Allscott master plan

  • The Maxell Site: I’m sure it suits the developer to refer to this as the Maxell site, as it emphases the fact it’s a brownfield site, but there’s going to be an awful lot of turf going under the digger as well on this site. Building here makes sense, but the scale – 600 homes, even greater than the 550 outlined in the council’s recent Shaping Places document – comes across as greedy. Anyway, assuming it goes ahead, how should THIS development look and feel compared to the others? Well, it won’t be surrounded by open fields like ‘Allscott Green’, so we shouldn’t conceive of this as a modern village, and it won’t be augmenting an edge-of-town suburb as ‘Haygate Park’ will do. The context here is slightly different – existing Apley housing to the south, near the woods, and to the east beyond the pool will now appear as the leafy, low-density fringes of a large ‘central Apley’ framed by the Queensway and Whitchurch Road.
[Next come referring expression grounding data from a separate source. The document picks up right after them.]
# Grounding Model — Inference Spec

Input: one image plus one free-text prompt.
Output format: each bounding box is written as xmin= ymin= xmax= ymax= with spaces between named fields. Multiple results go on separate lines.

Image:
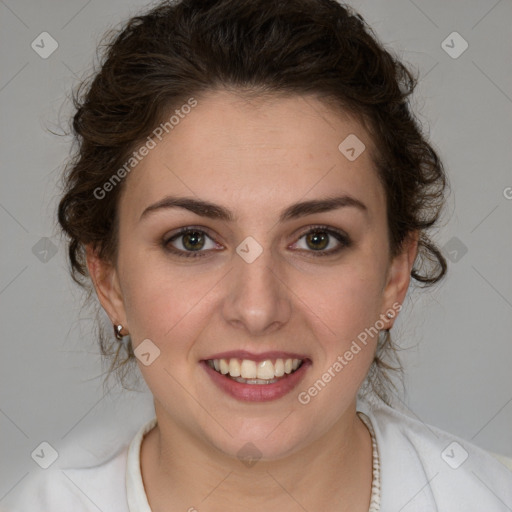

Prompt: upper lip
xmin=203 ymin=350 xmax=309 ymax=362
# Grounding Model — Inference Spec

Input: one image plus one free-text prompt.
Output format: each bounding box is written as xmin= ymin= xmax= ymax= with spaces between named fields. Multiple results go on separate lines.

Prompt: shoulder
xmin=358 ymin=398 xmax=512 ymax=511
xmin=2 ymin=447 xmax=129 ymax=512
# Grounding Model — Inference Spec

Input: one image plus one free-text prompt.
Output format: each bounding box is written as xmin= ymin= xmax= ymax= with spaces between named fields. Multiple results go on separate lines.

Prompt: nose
xmin=221 ymin=245 xmax=292 ymax=337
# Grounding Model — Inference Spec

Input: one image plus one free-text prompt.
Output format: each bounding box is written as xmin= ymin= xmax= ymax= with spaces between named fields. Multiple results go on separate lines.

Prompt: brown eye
xmin=181 ymin=231 xmax=206 ymax=251
xmin=292 ymin=226 xmax=351 ymax=257
xmin=305 ymin=231 xmax=329 ymax=251
xmin=163 ymin=228 xmax=220 ymax=258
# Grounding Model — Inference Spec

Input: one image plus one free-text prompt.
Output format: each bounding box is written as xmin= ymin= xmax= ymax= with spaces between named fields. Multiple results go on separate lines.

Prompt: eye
xmin=162 ymin=225 xmax=351 ymax=259
xmin=291 ymin=225 xmax=351 ymax=256
xmin=163 ymin=227 xmax=221 ymax=258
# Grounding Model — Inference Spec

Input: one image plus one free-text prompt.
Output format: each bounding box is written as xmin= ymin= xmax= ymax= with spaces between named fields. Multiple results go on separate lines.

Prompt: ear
xmin=85 ymin=244 xmax=128 ymax=331
xmin=381 ymin=231 xmax=419 ymax=326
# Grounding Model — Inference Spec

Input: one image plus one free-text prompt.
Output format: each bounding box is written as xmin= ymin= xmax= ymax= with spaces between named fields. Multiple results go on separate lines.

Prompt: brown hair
xmin=58 ymin=0 xmax=448 ymax=402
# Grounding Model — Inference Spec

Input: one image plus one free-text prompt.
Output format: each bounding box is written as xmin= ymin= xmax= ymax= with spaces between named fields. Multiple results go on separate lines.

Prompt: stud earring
xmin=114 ymin=324 xmax=127 ymax=340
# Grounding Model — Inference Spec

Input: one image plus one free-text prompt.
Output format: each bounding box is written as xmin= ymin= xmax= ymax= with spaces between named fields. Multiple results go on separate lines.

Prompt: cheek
xmin=294 ymin=266 xmax=384 ymax=413
xmin=330 ymin=274 xmax=383 ymax=329
xmin=117 ymin=248 xmax=221 ymax=349
xmin=295 ymin=257 xmax=387 ymax=341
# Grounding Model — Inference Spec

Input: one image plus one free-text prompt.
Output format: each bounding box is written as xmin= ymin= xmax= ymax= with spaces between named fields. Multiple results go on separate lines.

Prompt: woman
xmin=8 ymin=0 xmax=512 ymax=510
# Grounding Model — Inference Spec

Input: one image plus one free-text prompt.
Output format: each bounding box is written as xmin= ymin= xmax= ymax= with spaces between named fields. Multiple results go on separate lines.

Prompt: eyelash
xmin=162 ymin=225 xmax=351 ymax=259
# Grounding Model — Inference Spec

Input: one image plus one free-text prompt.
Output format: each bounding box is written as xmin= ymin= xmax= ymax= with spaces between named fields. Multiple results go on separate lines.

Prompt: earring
xmin=114 ymin=324 xmax=127 ymax=340
xmin=386 ymin=313 xmax=393 ymax=319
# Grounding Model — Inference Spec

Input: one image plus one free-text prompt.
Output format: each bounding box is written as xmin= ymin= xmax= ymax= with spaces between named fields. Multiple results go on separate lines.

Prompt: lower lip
xmin=201 ymin=361 xmax=310 ymax=402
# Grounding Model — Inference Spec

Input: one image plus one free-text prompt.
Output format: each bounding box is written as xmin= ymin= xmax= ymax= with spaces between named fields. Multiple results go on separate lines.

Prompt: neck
xmin=140 ymin=401 xmax=373 ymax=512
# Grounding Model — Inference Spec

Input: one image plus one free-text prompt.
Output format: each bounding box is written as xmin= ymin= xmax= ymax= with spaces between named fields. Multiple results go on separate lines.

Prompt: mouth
xmin=201 ymin=353 xmax=310 ymax=402
xmin=206 ymin=357 xmax=304 ymax=384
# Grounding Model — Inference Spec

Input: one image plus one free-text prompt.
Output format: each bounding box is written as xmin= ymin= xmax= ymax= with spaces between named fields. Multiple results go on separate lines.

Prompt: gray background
xmin=1 ymin=0 xmax=511 ymax=504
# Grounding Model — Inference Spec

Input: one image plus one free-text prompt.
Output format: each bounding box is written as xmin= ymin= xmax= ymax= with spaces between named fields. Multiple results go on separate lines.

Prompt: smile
xmin=202 ymin=353 xmax=310 ymax=402
xmin=206 ymin=358 xmax=303 ymax=384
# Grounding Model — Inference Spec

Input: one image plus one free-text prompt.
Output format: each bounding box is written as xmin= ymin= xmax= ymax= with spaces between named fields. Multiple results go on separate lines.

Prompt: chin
xmin=201 ymin=416 xmax=316 ymax=464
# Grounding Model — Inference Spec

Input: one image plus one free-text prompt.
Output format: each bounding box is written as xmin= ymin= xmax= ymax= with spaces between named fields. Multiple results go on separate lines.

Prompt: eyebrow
xmin=139 ymin=194 xmax=368 ymax=223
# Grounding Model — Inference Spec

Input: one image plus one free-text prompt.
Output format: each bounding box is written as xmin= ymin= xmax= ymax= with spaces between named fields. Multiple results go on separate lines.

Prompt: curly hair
xmin=58 ymin=0 xmax=448 ymax=402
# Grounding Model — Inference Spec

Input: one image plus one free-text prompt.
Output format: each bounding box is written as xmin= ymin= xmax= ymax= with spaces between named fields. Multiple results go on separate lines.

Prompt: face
xmin=88 ymin=90 xmax=416 ymax=460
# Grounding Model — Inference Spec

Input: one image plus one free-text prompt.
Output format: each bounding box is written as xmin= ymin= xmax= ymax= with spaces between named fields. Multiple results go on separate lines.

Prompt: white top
xmin=4 ymin=399 xmax=512 ymax=512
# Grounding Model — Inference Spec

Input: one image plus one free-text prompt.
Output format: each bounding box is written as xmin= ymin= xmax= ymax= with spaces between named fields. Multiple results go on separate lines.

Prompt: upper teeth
xmin=209 ymin=358 xmax=302 ymax=380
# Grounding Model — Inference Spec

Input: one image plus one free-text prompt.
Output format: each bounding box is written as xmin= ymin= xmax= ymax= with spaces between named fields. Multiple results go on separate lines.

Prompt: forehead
xmin=119 ymin=90 xmax=385 ymax=222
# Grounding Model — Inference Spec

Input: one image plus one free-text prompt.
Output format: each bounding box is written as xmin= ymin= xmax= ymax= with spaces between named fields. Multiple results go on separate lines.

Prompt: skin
xmin=87 ymin=90 xmax=418 ymax=511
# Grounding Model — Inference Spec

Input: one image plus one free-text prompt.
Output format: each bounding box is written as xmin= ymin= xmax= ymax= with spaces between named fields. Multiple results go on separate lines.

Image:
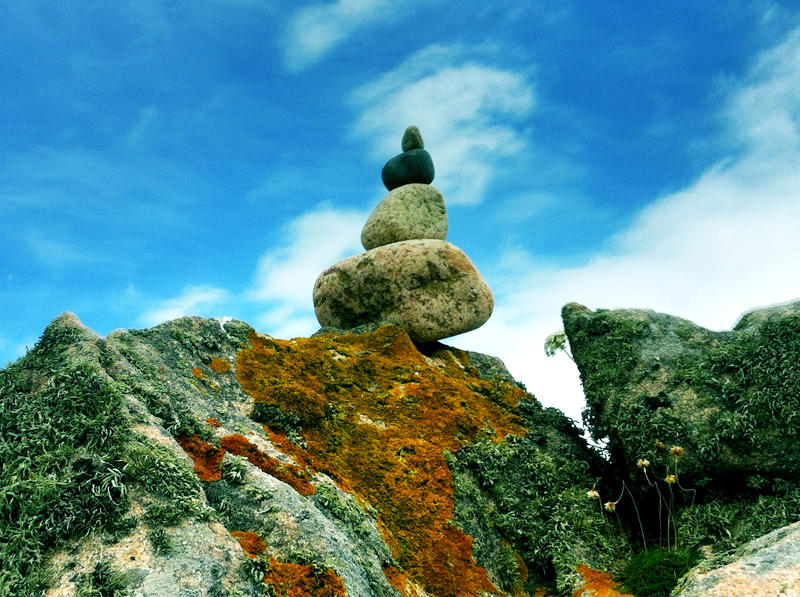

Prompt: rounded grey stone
xmin=401 ymin=125 xmax=424 ymax=151
xmin=313 ymin=239 xmax=493 ymax=344
xmin=381 ymin=148 xmax=434 ymax=191
xmin=361 ymin=184 xmax=448 ymax=250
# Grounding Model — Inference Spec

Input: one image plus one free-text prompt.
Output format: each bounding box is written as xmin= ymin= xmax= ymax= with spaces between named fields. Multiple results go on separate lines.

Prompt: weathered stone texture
xmin=361 ymin=184 xmax=447 ymax=250
xmin=313 ymin=239 xmax=493 ymax=343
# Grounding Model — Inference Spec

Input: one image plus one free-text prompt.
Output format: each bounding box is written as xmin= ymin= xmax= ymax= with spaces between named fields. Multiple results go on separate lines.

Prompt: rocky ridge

With the most obvious names already taken – Apley Castle, Apley Park, Apley Gardens – maybe the developers will go for something solid and respectable like ‘Apley Square’.

Apley masterplan

Here at ‘Apley Square’, we should look to something like the Lawley scheme as a good template – something which allows for high densities but executed in such a variety and a detail as to forge some sense of character. It will also create an opportunity to overcome Apley’s current weak spot – that it’s all about houses with none of the additions  That’s not to say the locals don’t have a sense of community or fellowship – they may well do (not least that forged by opposition to more housing development) but so far they haven’t been afforded many facilities for actually getting together as a community. So yes, I hope that developers are encouraged to reduce the sheer volume of houses on this site, but I also hope they do give the whole Apley area some of those things it’s always lacked – those tangible, physical spaces that make a place whole – i.e. a shop, a pub, a community hall. Apley as a low density executive dormitory perhaps hasn’t missed these things in the past, but Apley as a big new neighbourhood would be short changed without them.

Creative communities

And finally, with all these new developments, let’s be creative. Before the builders arrive on site, we have a time-limited opportunity to design in some little extras to make these housing developments look and feel different to the bog-standard ordinary. At Apley Square, let’s set out a cycle route that encourages these thousands of new residents to cycle up the road into Wellington. At Haygate Park, let’s plant wildflowers in the verges and build neat picket fences in different colours. And at Allscott Green, where allotments are already factored into the scheme, let’s riff on that growing theme and make this an edible village, with orchards in the green corridors, herbs in the verges and bee hives on the school roof.

Over to you

Those are just my ideas, but what does everyone else think? And how can they get round the table with developers to ensure that we don’t just witness the construction of vast new housing estates in the years ahead, but that we genuinely shape happy, cohesive communities in the process.